Build Your Own Telescope.

by Richard Berry
Hardcover - 286 Pages, Second English Edition (1985, revised 1994) Willmann-Bell; ISBN: 0943396425
Dimensions (in inches): 11 x 8.44 x 0.91

have fun,

August 21, 2005 07:02 AM Forum: Telescope Making

Good Telescope Making book?

Posted By dan hilts


Also worth mentioning is the Sidewalk Astronomers web site. They have a lot of online plans with detail for building scopes and lots of pictures. Well worth a visit.


October 21, 2005 08:58 AM Forum: Refractors

Orion ED100 fix

Posted By dan hilts

If the spacers are not where they are supposed to be I would have two concerns:

1) The spacers are not all equal distant from the centre of the lens and are creating a wedge in the airspace. A wedge is not good in any lens, particularily bad in an APO.

2) If the spacers aren't where they are supposed to be the lens never rec'd proper QA or the spacers have moved since assembly. If the spacers have moved, they will move again.

Either way, I would want the scope properly serviced to ensure continued reliable performance.

good luck,

October 26, 2005 05:46 PM Forum: Eyepieces

Planetary Eyepiece Info Needed

Posted By dan hilts

When I think of planetary viewing, I think of higher powers. A 12mm in your scope will provide in the neighborhood of 100X. That's not very high on the scale. 10mm is not that much more, maybe 120X. I would think you're going to need something in the range of 7-5mm for better planetary views.

Personally I detest tiny little eyepieces with really tight eye relief so when it comes to the shorter focal lengths I tend to use a barlow on my 15mm and 12mm. I have also just ordered and not yet received one of the 66 degree WE9mm which I beleive is a Synta product. Also available from Orion as the Expanse line I believe. Folks here have spoke highly of it so I thought I'd give it a try. Price was also very right.

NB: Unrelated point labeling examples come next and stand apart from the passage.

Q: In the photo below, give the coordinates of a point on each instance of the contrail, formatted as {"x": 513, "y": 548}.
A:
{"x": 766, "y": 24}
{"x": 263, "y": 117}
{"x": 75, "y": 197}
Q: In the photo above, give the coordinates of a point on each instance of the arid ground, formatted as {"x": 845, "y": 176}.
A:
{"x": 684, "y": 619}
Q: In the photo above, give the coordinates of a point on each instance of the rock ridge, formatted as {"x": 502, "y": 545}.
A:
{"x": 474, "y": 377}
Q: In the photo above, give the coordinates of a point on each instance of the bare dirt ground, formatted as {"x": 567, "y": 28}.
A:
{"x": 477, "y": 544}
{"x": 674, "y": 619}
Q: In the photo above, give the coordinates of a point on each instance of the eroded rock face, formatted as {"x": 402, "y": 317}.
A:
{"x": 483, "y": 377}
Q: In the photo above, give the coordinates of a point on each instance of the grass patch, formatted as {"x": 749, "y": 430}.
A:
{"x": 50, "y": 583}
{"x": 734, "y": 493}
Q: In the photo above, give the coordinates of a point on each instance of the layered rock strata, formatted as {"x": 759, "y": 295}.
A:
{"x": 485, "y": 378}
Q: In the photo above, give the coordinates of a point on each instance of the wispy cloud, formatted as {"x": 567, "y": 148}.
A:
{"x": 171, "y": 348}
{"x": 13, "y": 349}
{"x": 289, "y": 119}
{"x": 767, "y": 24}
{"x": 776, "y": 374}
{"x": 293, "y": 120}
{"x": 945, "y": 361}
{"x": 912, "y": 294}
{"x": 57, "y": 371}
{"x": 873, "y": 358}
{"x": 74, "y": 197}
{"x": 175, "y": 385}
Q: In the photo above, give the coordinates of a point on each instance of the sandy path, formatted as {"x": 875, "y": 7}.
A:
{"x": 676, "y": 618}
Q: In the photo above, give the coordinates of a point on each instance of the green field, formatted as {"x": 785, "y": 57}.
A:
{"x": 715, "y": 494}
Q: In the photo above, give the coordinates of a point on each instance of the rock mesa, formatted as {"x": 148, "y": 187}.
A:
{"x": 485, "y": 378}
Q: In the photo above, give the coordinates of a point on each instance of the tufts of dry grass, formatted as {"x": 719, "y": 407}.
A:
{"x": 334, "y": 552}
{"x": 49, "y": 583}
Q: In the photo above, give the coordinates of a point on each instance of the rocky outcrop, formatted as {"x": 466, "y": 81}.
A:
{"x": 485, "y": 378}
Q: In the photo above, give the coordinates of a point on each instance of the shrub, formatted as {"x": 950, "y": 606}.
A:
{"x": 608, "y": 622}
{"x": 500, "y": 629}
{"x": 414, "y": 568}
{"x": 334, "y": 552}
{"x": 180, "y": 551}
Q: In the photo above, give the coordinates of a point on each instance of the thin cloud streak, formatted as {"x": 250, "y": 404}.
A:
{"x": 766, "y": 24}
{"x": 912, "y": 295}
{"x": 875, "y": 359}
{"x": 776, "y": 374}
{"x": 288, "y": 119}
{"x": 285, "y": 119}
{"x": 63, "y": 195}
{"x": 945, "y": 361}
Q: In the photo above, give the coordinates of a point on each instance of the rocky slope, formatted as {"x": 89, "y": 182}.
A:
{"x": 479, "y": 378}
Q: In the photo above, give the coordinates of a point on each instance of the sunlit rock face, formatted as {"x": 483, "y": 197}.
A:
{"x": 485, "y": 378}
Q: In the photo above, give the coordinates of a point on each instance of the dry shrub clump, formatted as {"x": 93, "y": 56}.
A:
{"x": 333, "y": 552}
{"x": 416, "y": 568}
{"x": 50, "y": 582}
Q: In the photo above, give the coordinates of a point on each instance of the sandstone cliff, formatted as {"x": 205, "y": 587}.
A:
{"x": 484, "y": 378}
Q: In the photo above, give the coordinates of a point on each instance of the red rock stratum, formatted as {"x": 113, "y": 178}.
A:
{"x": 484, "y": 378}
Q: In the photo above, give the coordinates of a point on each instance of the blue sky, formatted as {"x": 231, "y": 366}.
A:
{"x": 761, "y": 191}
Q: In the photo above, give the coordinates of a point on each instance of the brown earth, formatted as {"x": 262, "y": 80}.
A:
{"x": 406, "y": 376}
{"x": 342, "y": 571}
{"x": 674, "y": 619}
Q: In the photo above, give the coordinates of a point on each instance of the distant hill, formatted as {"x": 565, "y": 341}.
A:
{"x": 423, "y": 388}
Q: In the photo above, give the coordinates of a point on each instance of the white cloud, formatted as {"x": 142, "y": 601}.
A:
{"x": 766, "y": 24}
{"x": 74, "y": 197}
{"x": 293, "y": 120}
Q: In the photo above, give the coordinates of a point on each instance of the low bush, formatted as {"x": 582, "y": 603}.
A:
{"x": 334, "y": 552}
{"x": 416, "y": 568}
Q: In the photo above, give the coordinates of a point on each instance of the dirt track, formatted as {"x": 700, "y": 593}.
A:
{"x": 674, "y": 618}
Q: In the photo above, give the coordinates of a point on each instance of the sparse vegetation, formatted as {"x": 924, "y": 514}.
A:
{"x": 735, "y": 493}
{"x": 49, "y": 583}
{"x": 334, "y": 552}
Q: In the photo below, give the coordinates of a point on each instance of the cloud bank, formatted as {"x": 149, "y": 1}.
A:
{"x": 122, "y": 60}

I also have one of the now discontinued Apogee 7-21mm zooms which performs respectably enough for the $50 it cost. These might be hard to come by now.


October 27, 2005 01:47 PM Forum: Reflectors


Posted By dan hilts


You have my pity, (and understanding)

I know seeing conditions vary depending on the area but from what I have seen in the last couple of months, and in particular, the last couple of weeks, seeing here in the NE of the continent has been very lousy. On clear nights, turbulence has been quite destructive and the few clear nights I have seen have not been good for anything but the lowest of low power viewing. October has been anything but good. (at least there are no bugs!) Check the clear sky clock in advance, wait for Mars to get high up in the sky, and do a simple star test to check seeing. Then if conditions are right, look at Mars again.